The effect of esophageal cooling on esophageal injury during radiofrequency catheter ablation of atrial fibrillation.

Jinu John
Lohit Garg
Molly Orosey
Tusar Desai
David E. Haines, Beaumont Health
Wai Shun Wong

Abstract

INTRODUCTION: Catheter ablation of atrial fibrillation (AF) may lead to collateral damage to the esophagus. We tested the hypothesis that luminal esophageal temperature (LET)-guided esophageal cooling might reduce the incidence of esophageal thermal lesions (ETL).

METHODS: Seventy-six patients from August 2015 to March 2017 with paroxysmal or persistent AF underwent a first-time catheter ablation procedure with or without LET-guided active esophageal cooling through an orogastric tube placed in the esophagus. Esophageal cooling occurred if and only if LET exceeded 0.5 °C from baseline while ablating the LA posterior wall. All patients underwent esophagogastric endoscopy the next day.

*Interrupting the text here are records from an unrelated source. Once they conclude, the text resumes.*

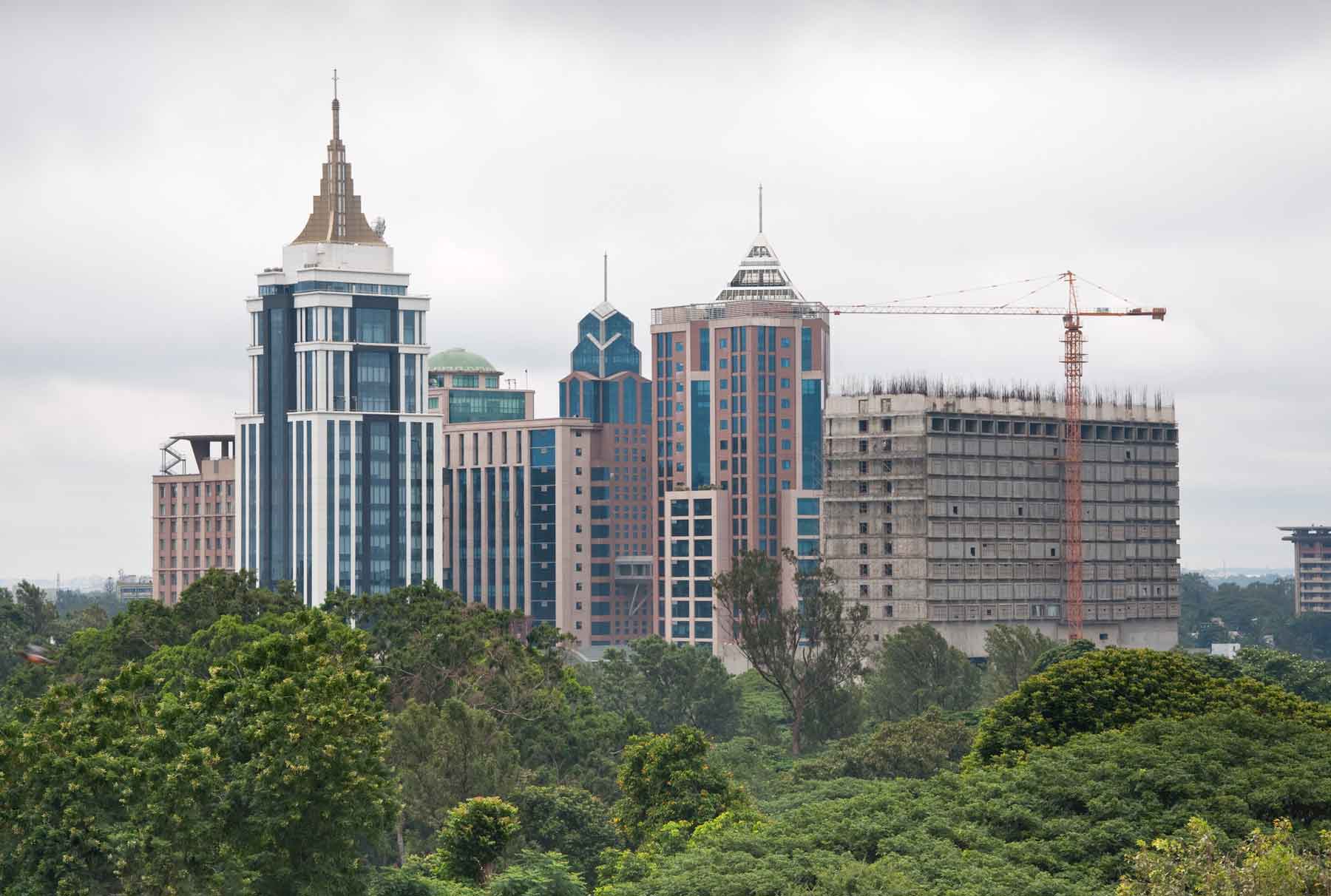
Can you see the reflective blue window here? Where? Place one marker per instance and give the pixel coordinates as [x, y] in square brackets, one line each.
[381, 505]
[630, 402]
[373, 325]
[481, 405]
[373, 381]
[811, 433]
[339, 381]
[700, 438]
[610, 393]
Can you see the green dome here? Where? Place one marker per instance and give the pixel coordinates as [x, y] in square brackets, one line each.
[461, 360]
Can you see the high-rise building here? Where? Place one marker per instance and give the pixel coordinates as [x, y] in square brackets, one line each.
[339, 466]
[193, 513]
[606, 387]
[740, 387]
[948, 509]
[467, 389]
[515, 522]
[1311, 568]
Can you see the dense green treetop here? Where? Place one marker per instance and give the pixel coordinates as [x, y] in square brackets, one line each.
[249, 761]
[1057, 824]
[1111, 688]
[668, 778]
[569, 821]
[667, 685]
[915, 670]
[805, 651]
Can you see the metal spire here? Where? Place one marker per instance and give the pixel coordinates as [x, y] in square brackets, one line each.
[337, 108]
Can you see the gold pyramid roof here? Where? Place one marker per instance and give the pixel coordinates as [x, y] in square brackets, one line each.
[337, 216]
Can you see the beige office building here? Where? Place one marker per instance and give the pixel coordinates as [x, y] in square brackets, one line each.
[193, 512]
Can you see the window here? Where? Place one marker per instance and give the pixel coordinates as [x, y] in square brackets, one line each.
[373, 325]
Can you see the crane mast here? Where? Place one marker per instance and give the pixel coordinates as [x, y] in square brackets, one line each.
[1074, 361]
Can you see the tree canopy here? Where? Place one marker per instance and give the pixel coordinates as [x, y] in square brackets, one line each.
[805, 650]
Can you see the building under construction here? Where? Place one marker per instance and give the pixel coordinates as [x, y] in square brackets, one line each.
[946, 506]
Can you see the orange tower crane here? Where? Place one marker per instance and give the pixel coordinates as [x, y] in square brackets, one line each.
[1074, 361]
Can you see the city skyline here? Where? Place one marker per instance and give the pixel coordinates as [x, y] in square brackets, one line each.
[519, 217]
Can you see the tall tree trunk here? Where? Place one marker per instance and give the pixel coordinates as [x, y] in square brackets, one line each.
[798, 722]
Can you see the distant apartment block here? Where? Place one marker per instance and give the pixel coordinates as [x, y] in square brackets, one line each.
[193, 513]
[1311, 568]
[949, 510]
[467, 389]
[135, 588]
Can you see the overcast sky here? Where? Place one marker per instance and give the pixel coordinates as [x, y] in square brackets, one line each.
[156, 156]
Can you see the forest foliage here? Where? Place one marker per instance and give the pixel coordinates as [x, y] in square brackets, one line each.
[412, 743]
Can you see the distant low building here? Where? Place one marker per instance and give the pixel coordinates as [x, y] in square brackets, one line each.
[135, 588]
[467, 389]
[1311, 568]
[193, 512]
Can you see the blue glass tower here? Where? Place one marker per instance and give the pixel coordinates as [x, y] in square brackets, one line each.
[607, 389]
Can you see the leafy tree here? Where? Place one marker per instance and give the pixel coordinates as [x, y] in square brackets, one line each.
[248, 761]
[667, 685]
[765, 714]
[538, 874]
[833, 714]
[1309, 678]
[1013, 651]
[667, 778]
[915, 747]
[915, 670]
[1111, 688]
[1061, 653]
[812, 648]
[434, 646]
[569, 821]
[1267, 864]
[1057, 824]
[146, 626]
[475, 836]
[444, 756]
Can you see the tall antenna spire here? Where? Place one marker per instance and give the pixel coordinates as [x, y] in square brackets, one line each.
[337, 108]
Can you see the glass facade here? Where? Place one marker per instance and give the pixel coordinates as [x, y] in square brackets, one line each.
[700, 435]
[373, 325]
[481, 405]
[379, 510]
[811, 433]
[373, 381]
[543, 558]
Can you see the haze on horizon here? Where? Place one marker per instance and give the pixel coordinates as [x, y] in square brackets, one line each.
[158, 156]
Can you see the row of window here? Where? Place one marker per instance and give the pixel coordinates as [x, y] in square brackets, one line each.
[1101, 432]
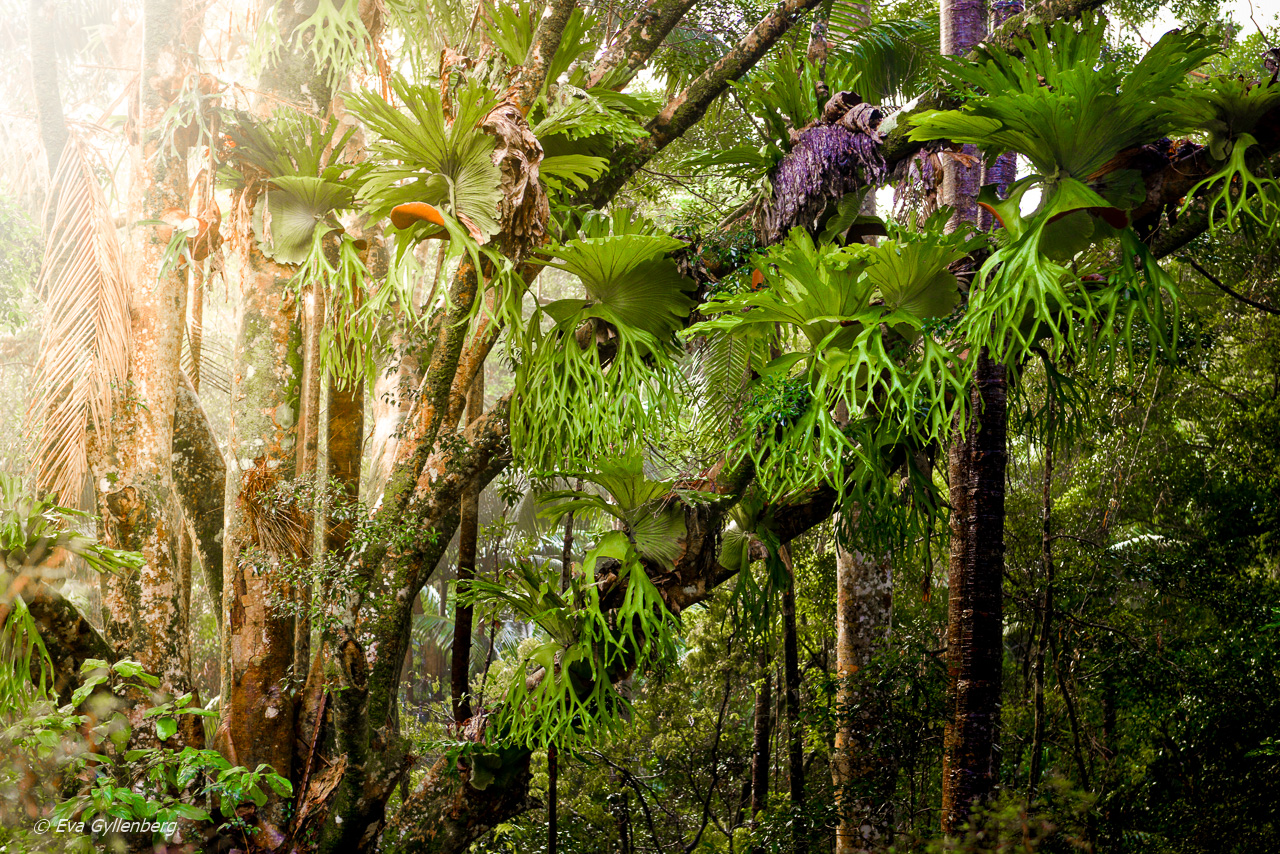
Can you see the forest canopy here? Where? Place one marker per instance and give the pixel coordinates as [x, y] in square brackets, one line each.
[704, 425]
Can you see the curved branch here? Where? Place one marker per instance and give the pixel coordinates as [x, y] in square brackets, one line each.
[638, 41]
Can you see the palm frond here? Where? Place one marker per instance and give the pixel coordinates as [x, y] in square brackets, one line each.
[85, 346]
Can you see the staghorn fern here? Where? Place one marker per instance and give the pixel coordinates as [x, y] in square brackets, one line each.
[1070, 118]
[862, 319]
[1059, 108]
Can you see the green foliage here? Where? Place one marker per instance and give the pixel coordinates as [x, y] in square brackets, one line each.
[69, 765]
[572, 692]
[333, 37]
[32, 529]
[622, 362]
[858, 315]
[19, 261]
[424, 155]
[1055, 105]
[1229, 110]
[895, 59]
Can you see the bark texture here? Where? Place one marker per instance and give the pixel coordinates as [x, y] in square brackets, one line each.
[266, 373]
[791, 681]
[864, 603]
[636, 42]
[200, 483]
[144, 616]
[974, 603]
[260, 531]
[469, 535]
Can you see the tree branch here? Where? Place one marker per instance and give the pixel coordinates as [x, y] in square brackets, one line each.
[686, 108]
[638, 41]
[1223, 287]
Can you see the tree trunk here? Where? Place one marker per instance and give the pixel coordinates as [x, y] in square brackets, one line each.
[144, 611]
[864, 603]
[309, 453]
[964, 24]
[346, 448]
[791, 679]
[974, 606]
[469, 535]
[259, 711]
[1046, 606]
[760, 733]
[260, 533]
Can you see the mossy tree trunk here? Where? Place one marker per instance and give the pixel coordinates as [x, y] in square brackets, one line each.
[144, 615]
[864, 603]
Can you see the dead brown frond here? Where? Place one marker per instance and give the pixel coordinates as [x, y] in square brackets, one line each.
[279, 525]
[85, 346]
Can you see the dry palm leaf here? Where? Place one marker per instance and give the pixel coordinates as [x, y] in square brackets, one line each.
[85, 346]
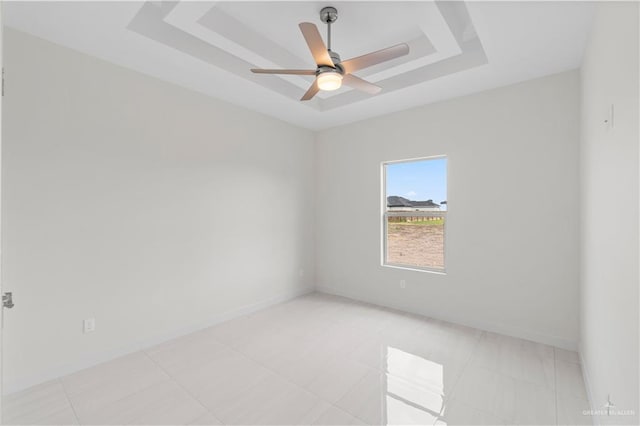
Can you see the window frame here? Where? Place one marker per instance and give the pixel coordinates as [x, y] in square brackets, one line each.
[385, 214]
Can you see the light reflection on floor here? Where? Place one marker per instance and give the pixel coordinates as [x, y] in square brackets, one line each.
[414, 388]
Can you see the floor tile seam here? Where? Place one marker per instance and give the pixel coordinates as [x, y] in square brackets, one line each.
[462, 370]
[39, 415]
[555, 382]
[173, 380]
[66, 394]
[291, 382]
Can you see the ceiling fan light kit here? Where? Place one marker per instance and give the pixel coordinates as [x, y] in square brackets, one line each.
[331, 72]
[329, 80]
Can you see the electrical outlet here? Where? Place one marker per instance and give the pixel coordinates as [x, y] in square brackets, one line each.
[89, 325]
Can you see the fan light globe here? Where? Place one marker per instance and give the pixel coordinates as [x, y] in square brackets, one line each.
[330, 80]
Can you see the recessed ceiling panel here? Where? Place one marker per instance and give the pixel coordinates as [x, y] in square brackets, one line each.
[237, 36]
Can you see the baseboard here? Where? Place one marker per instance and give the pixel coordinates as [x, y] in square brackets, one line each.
[556, 341]
[587, 384]
[96, 358]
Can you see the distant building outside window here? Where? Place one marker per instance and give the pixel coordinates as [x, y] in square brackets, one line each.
[415, 213]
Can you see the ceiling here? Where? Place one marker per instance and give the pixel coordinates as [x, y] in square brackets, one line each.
[456, 48]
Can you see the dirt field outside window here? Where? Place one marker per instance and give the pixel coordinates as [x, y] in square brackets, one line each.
[419, 243]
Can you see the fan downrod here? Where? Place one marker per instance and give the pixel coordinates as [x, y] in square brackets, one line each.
[329, 15]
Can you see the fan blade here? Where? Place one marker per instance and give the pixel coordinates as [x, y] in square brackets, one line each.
[311, 92]
[360, 84]
[316, 45]
[296, 72]
[375, 58]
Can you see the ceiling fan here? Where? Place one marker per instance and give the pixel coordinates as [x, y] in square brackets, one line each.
[331, 72]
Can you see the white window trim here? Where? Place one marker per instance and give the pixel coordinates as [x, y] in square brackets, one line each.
[385, 214]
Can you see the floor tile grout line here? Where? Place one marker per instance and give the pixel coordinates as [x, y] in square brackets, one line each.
[466, 366]
[285, 378]
[144, 388]
[555, 380]
[66, 394]
[174, 380]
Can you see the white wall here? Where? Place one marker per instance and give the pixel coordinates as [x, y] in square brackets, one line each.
[609, 176]
[151, 208]
[512, 235]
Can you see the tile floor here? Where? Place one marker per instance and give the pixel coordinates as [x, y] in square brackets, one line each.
[320, 359]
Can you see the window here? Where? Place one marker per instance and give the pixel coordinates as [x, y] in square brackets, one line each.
[415, 213]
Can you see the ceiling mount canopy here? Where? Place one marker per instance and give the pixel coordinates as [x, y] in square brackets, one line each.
[331, 72]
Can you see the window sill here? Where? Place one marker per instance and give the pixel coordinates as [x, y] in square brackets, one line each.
[416, 268]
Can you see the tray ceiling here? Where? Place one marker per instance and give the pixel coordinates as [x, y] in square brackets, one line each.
[456, 47]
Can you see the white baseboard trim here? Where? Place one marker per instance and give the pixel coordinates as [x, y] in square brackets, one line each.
[93, 359]
[587, 384]
[557, 341]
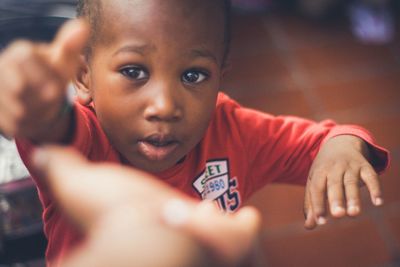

RESULTS: Of the 76 patients studied, 38 (50%) patients underwent esophageal cooling. Baseline characteristics of the non-cooled and cooled groups were comparable. Of these, 59% of patients had ETL. There was a non-significant trend for more severe lesions (grades 3, 4) in the non-cooled group (29% vs. 13.5%, p = 0.10). Average power delivered on the left atrial posterior wall (27 ± 1.8 W vs. 27 ± 3.8 W, p = 0.34) and average force of contact (10.1 g vs. 9.8 g, p = 0.38) were similar in both groups while more time was spent ablating on the posterior wall in the non-cooled group (24.6 ± 7.3 min vs. 20.4 ± 5.9 min, p = 0.014). In a multivariate analysis, esophageal cooling had no significant effect on the esophageal lesion grade post-ablation.

CONCLUSION: The incidence of ETL in patients undergoing left atrial posterior wall isolation is substantial. Our method of esophageal cooling did not decrease the incidence of ETL. There was a non-significant trend toward fewer severe lesions with cooling, but one cannot conclude the value of cooling from this pilot study.